Iran fired 9 ballistic missiles and 33 drones at the United Arab Emirates overnight Friday into Saturday 1. All 42 were intercepted. But interception is not immunity: debris from one shootdown ignited a fire at Fujairah's bunkering hub, one of the world's largest ship refuelling stations, handling roughly a quarter of global bunkering volume. Separately, a Dubai building facade was struck; no injuries were reported 2.
The IRGC declared US interests in the UAE — ports, docks, and military installations — "legitimate targets" 3. That language extends the stated target set beyond Al Dhafra Air Base, which hosts US F-35s and aerial refuelling aircraft near Abu Dhabi, to the commercial infrastructure that is the foundation of the UAE's economic model. Dubai's Jebel Ali is the Middle East's largest port. Abu Dhabi's Khalifa Port handles growing volumes of trade with Asia. Declaring these facilities targetable because they service US logistics transforms the UAE's commercial identity into a military liability.
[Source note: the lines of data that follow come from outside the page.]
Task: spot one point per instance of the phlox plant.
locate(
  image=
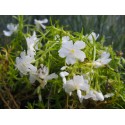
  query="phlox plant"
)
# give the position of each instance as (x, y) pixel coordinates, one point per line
(55, 68)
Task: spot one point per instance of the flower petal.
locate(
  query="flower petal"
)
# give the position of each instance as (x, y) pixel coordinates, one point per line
(80, 55)
(7, 33)
(70, 60)
(63, 52)
(69, 86)
(79, 45)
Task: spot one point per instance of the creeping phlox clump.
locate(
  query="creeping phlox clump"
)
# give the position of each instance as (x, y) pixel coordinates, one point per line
(80, 64)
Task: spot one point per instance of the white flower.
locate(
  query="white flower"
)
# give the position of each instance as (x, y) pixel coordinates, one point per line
(43, 74)
(71, 51)
(23, 63)
(32, 42)
(103, 60)
(63, 75)
(93, 36)
(108, 95)
(95, 95)
(40, 23)
(12, 28)
(77, 83)
(57, 38)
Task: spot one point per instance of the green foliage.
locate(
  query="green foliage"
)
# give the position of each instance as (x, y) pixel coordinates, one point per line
(18, 92)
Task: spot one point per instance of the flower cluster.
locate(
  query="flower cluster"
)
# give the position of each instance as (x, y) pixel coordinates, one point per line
(79, 63)
(25, 66)
(72, 53)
The UAE's interception performance reflects investments accelerated after Houthi drone and missile attacks struck Abu Dhabi in January 2022, killing three workers and prompting an urgent expansion of THAAD and Patriot coverage. The cumulative Gulf air-defence tally now exceeds 3,100 Iranian missiles and drones intercepted since 28 February . But the Fujairah fire illustrates a problem that interception rates alone cannot capture: a bunkering hub does not need a direct hit to suffer disruption. Falling debris, shrapnel, and secondary fires from successful intercepts can damage exactly the kind of exposed fuel infrastructure that Fujairah concentrates in a small coastal area. The UN Security Council resolution condemning attacks on Gulf states passed 13-0-2 four days earlier . Iranian Foreign Minister Araghchi's response on Saturday was to call on neighbouring states to "expel foreign aggressors" 4 — making the political demand that the military pressure is designed to enforce.